Although the [Delta]HH intron mutant was not spliced efficiently (compare Fig. 1B and C, lanes 17-19), it nevertheless gave significant amounts of correctly 3' cleaved transcripts especially when compared to the situation when no [beta]IVS-II sequences were present (Fig. 1B and C; lanes 21-23). These data suggest that efficient 3'-end formation is dependent upon the presence of [beta]IVS-II but that the cleavage reaction takes place independently from those for splicing this intron. This supposition is further supported by the observation that the same results are obtained with a [Delta]HH intron containing gene lacking IVS-I and whose transcripts therefore do not undergo any splicing (data not shown).
In order to test this hypothesis further, a splice donor mutation (GT -> AC) which combines naturally occurring defects that give rise to [beta]0-thalassaemia (29), was introduced into the otherwise normal splicing [Delta]89 intron (DM[Delta]89; Fig. 2, right) and incorporated into the LCR/[beta]-globin gene expression system as before in the presence and absence of [beta]IVS-I. The results obtained with the stable transfected MEL cell pools is shown in Figure 2. In the interest of brevity only the data from the construct containing [beta]IVS-I are shown. As observed previously, the same relative pattern of results were obtained in the absence of [beta]IVS-I but with lower overall expression levels (data not shown).
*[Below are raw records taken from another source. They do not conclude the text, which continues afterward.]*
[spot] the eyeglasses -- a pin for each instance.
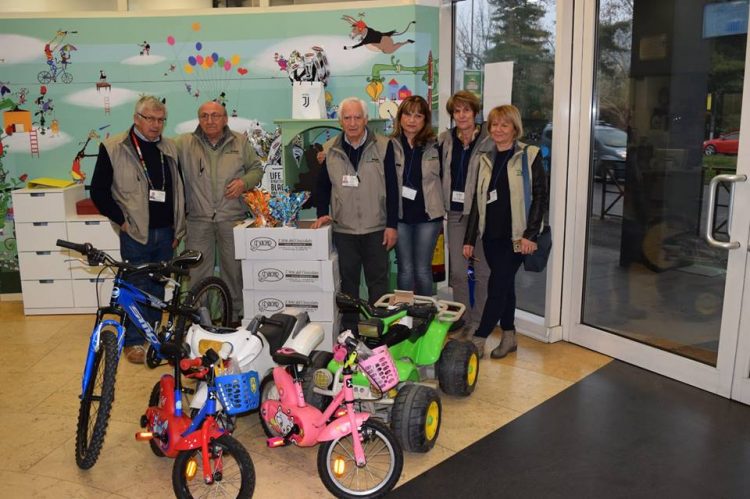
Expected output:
(153, 119)
(213, 116)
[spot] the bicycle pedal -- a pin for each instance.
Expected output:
(276, 442)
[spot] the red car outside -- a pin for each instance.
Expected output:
(727, 143)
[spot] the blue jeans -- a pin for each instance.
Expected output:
(414, 249)
(158, 249)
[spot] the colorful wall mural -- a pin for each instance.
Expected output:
(68, 83)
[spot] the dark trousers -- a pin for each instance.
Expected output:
(501, 286)
(358, 251)
(158, 249)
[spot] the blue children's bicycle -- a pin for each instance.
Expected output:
(126, 303)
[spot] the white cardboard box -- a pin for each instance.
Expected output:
(320, 305)
(288, 275)
(281, 243)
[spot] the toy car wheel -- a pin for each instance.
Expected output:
(318, 360)
(416, 416)
(458, 368)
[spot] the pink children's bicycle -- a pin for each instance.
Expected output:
(359, 456)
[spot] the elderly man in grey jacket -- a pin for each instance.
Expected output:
(137, 185)
(359, 196)
(218, 166)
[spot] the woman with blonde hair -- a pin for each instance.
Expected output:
(508, 212)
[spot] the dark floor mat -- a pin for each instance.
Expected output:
(620, 432)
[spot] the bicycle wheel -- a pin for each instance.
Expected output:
(231, 467)
(340, 473)
(44, 77)
(213, 294)
(268, 391)
(93, 415)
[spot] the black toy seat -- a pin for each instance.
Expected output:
(187, 259)
(276, 335)
(347, 303)
(288, 357)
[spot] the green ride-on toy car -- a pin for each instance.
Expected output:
(414, 329)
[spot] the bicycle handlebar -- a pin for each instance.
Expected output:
(96, 257)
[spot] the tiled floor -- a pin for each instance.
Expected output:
(42, 358)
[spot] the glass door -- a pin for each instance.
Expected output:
(666, 99)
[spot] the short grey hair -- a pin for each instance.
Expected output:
(151, 102)
(351, 100)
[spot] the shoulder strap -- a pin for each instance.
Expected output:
(526, 174)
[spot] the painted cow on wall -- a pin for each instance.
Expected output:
(371, 38)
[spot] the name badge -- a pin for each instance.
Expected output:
(157, 196)
(409, 193)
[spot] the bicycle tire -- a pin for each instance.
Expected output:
(90, 436)
(228, 446)
(212, 293)
(385, 460)
(44, 77)
(153, 401)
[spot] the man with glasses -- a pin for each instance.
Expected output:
(137, 185)
(358, 195)
(218, 165)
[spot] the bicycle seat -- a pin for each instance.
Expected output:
(187, 259)
(287, 357)
(275, 334)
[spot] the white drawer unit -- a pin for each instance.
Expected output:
(52, 281)
(47, 296)
(35, 265)
(39, 236)
(94, 229)
(46, 204)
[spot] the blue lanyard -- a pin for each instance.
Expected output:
(143, 164)
(508, 155)
(408, 168)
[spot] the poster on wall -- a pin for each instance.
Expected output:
(473, 82)
(498, 85)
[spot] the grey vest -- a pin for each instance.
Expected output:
(515, 186)
(361, 209)
(431, 183)
(130, 186)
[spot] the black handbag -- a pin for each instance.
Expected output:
(537, 261)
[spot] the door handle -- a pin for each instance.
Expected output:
(712, 189)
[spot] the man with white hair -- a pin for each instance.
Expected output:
(359, 196)
(138, 186)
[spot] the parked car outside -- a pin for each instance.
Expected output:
(610, 148)
(727, 143)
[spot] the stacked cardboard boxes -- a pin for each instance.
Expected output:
(289, 268)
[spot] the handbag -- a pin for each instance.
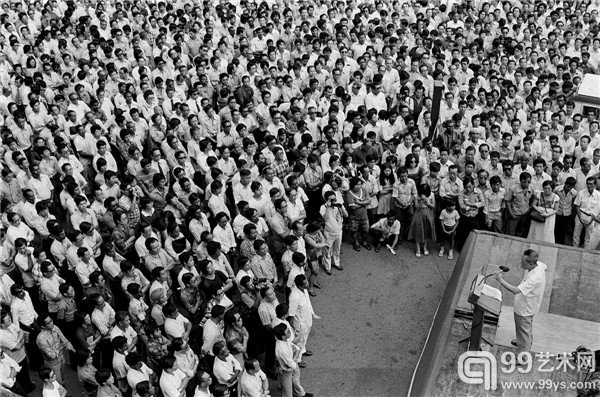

Cytoplasmic and nuclear as well as total RNA from cells, both before and after induced erythroid differentiation was analysed by the same S1-nuclease protection assay using the human 3'[beta](RI) and [beta]maj-globin internal reference probes (Fig. 1). Analysis of the total RNA samples showed that the level of mRNA accumulation obtained with the donor mutant construct (Fig. 2, lanes 3 and 4) is markedly reduced (~5%) compared to that seen with the normal splicing [Delta]89 gene (Fig. 2, lanes 1 and 2) which mimics the situation in thalassaemic patients (29). Analysis with the 3'[beta](Bam) probe (Fig. 1D) confirmed that the efficiency of splicing of the transcripts from the DM[Delta]89 gene, was virtually completely inhibited and was only 1% of normal (data not shown). As expected a similar result was obtained with the cytoplasmic RNA samples (Fig. 2, lanes 5-8 and 13-18).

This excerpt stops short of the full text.